Jailhouse fight could prove lie by murder defendant

Wednesday, December 12, 2018
Jailhouse fight could prove lie by murder defendant
On trial for the murder of a Biola farmer who caught him chopping up a stolen car, Jose Cañas says he confessed to the crime to protect his girlfriend and their daughter.

FRESNO, Calif. (KFSN) -- On trial for the murder of a Biola farmer who caught him chopping up a stolen car, Jose Cañas says he confessed to the crime to protect his girlfriend and their daughter.

"If I had turned myself in they were going to go after my family," he told a jury Tuesday.

But prosecutors argue it's the latest in a series of lies by the gang member busted with a gun just a few months before the May 2014 shooting.

George Salwasser interrupted a crime on his property and became the victim of a more serious crime.

And now, a jury will have to decide who pulled the trigger and who's lying about it.

RELATED: In Biola farmer's murder, one criminal testifies against the other

One way or the other, Jose Cañas had a front row view of a killing. As he and Adrian Aceves picked apart a stolen truck, George Salwasser interrupted them.

The farmer had a gun in one hand and a cell phone dialing 911 in the other when one of the suspects shot him.

"When he got shot the first time, he tried to turn around and he got hit again," Cañas said of Salwasser. "And then he went, and he collapsed to the floor."

Fresno County sheriff's deputies arrested several people involved in the crime, and none of them said anyone except Cañas killed Salwasser.

Even Cañas admitted it to investigators.

But now that he's on trial for murder, he says it was Aceves who did it.

Cañas says his family started getting threats minutes after the shooting, so when a homicide detective mentioned a suspect might still be on the loose, he decided he better take the blame.

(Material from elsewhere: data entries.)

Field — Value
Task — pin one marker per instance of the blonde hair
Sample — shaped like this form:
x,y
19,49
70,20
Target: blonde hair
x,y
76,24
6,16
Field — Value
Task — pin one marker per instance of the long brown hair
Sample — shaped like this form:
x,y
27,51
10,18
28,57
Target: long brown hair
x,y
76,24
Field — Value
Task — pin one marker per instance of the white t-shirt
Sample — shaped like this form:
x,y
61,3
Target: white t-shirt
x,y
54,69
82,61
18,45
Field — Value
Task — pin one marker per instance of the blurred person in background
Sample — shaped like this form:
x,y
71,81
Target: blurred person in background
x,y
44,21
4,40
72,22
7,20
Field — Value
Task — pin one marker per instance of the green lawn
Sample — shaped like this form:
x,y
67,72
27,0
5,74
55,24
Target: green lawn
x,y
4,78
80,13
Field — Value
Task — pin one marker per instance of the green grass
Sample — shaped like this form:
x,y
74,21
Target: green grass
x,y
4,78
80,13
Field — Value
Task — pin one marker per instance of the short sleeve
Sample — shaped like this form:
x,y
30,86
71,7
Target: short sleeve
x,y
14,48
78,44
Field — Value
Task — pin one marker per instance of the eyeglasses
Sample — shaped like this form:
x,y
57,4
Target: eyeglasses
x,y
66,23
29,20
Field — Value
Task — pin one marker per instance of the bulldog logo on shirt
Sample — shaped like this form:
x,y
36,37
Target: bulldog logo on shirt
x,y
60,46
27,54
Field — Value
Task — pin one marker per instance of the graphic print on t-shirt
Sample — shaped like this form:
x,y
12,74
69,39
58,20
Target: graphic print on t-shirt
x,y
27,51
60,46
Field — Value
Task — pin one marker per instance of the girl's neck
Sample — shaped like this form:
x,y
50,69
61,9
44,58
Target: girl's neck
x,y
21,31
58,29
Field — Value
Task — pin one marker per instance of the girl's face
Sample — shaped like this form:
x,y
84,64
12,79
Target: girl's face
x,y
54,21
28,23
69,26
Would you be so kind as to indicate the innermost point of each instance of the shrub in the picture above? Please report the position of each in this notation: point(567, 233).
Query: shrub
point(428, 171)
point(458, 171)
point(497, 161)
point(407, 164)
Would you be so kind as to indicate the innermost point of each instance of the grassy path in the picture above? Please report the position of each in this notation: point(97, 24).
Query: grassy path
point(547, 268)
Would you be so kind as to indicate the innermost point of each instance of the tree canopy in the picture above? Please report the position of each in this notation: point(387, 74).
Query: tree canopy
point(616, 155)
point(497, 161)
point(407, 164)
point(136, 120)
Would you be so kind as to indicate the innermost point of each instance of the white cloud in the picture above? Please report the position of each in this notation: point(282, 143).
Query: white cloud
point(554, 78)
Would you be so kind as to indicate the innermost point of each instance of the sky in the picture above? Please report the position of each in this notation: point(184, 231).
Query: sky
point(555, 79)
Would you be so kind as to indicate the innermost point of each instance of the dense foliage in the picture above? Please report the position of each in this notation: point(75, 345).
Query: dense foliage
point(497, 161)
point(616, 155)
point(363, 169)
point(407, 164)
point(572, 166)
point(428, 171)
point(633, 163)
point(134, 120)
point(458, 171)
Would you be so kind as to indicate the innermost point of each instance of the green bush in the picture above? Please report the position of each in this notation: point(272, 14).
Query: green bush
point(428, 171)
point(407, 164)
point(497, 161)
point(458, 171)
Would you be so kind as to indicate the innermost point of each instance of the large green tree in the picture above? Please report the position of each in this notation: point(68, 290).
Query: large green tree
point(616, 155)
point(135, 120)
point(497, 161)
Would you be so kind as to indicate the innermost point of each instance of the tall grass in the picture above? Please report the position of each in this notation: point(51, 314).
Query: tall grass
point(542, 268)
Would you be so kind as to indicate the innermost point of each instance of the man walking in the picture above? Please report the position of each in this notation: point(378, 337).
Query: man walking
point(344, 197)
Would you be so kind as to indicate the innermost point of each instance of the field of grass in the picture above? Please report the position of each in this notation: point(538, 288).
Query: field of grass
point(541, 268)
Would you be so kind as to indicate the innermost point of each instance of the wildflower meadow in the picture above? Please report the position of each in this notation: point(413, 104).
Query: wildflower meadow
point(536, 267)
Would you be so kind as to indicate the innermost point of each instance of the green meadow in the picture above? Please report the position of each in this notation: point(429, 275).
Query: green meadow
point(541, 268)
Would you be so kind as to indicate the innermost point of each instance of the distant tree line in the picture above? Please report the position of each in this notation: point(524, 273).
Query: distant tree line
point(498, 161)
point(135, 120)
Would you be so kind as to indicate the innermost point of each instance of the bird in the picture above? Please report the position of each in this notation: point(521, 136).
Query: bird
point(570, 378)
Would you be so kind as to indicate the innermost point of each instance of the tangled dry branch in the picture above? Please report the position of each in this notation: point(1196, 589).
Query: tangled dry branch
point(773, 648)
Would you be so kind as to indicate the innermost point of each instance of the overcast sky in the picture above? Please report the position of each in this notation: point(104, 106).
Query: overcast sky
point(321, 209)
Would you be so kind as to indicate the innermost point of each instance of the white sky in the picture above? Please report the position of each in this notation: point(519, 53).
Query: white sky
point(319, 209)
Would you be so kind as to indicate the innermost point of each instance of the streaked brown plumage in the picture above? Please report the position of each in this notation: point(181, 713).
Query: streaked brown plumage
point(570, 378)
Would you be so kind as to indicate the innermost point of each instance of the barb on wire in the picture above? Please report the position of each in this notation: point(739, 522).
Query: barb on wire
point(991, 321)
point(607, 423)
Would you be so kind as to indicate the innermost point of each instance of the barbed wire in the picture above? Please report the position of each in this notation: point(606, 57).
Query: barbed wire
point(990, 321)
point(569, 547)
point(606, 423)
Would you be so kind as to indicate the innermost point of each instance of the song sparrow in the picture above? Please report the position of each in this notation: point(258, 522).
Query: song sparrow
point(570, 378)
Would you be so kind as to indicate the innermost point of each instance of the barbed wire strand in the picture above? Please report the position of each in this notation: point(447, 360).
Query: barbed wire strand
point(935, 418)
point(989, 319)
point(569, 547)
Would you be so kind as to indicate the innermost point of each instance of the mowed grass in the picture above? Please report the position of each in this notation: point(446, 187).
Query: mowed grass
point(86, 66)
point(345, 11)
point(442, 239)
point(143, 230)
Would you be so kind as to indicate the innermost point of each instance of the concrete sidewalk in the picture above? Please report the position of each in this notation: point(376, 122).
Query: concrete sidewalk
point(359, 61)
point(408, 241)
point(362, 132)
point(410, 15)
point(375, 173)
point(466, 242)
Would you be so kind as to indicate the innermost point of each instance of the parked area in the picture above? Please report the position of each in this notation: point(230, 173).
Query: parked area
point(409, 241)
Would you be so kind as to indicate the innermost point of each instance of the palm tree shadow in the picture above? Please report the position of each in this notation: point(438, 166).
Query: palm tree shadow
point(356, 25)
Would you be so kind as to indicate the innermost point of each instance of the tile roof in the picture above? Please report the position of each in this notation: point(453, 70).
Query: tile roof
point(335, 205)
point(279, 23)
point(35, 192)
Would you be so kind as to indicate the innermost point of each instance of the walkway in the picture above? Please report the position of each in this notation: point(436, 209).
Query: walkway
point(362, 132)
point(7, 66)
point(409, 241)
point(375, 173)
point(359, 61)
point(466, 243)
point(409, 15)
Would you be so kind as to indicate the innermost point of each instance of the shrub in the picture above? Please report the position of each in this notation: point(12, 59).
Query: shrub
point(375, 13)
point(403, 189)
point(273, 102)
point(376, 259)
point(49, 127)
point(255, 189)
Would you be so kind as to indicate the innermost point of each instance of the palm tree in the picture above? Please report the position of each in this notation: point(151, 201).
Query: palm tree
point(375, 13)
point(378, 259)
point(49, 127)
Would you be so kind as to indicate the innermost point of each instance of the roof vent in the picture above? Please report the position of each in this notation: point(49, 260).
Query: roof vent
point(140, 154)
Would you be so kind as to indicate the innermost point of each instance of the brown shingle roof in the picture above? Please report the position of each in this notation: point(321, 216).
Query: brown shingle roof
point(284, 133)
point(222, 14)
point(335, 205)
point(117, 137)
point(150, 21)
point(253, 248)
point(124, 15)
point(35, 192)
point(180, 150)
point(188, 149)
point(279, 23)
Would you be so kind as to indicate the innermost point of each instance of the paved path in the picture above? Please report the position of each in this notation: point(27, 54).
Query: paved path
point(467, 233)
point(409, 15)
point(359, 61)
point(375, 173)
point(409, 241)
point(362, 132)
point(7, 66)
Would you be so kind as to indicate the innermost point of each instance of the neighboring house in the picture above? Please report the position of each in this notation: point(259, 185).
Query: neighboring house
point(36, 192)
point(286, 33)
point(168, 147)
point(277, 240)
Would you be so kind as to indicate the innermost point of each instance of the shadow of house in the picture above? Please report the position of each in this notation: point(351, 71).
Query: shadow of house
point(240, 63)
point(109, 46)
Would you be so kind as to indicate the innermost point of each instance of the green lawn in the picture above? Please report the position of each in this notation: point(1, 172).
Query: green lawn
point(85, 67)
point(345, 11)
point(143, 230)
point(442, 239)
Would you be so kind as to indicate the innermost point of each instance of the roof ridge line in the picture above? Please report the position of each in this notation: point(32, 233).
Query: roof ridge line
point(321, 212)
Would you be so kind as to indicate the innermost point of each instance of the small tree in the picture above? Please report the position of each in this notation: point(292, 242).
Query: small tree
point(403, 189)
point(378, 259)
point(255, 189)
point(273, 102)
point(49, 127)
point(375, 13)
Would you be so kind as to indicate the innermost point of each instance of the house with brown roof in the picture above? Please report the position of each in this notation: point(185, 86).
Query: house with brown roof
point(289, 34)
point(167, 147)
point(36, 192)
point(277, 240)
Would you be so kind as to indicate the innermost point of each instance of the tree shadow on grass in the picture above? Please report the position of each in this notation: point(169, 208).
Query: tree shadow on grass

"Did you later, after he brought up your daughter, did you later change your story?" asked defense attorney Ralph Torres.

"Yes," Cañas said.

"Why?" asked Torres.

"It's my first time being a dad, so I just didn't want to lose her," Cañas said.

Like Cañas, Adrian Aceves has testified at two different trials now and said both times he didn't kill Salwasser, Cañas did.

Cañas acknowledges Aceves is seen as a snitch in the gang community, but he says his gang doesn't do anything to snitches except freeze them out.

He denies that's why he attacked Aceves in jail, along with another guy he said he barely knew -- some guy who just happened to be in the same jail pod with him where the sheriff houses people from his gang.

"Why'd you do that?" asked Torres.

"Anger towards him," said Cañas.

"Anger? What do you mean?" Torres asked.

"Well, him making fun of me while I'm fighting time," Cañas said.

Aceves is already serving an 11-year sentence for manslaughter in Salwasser's death.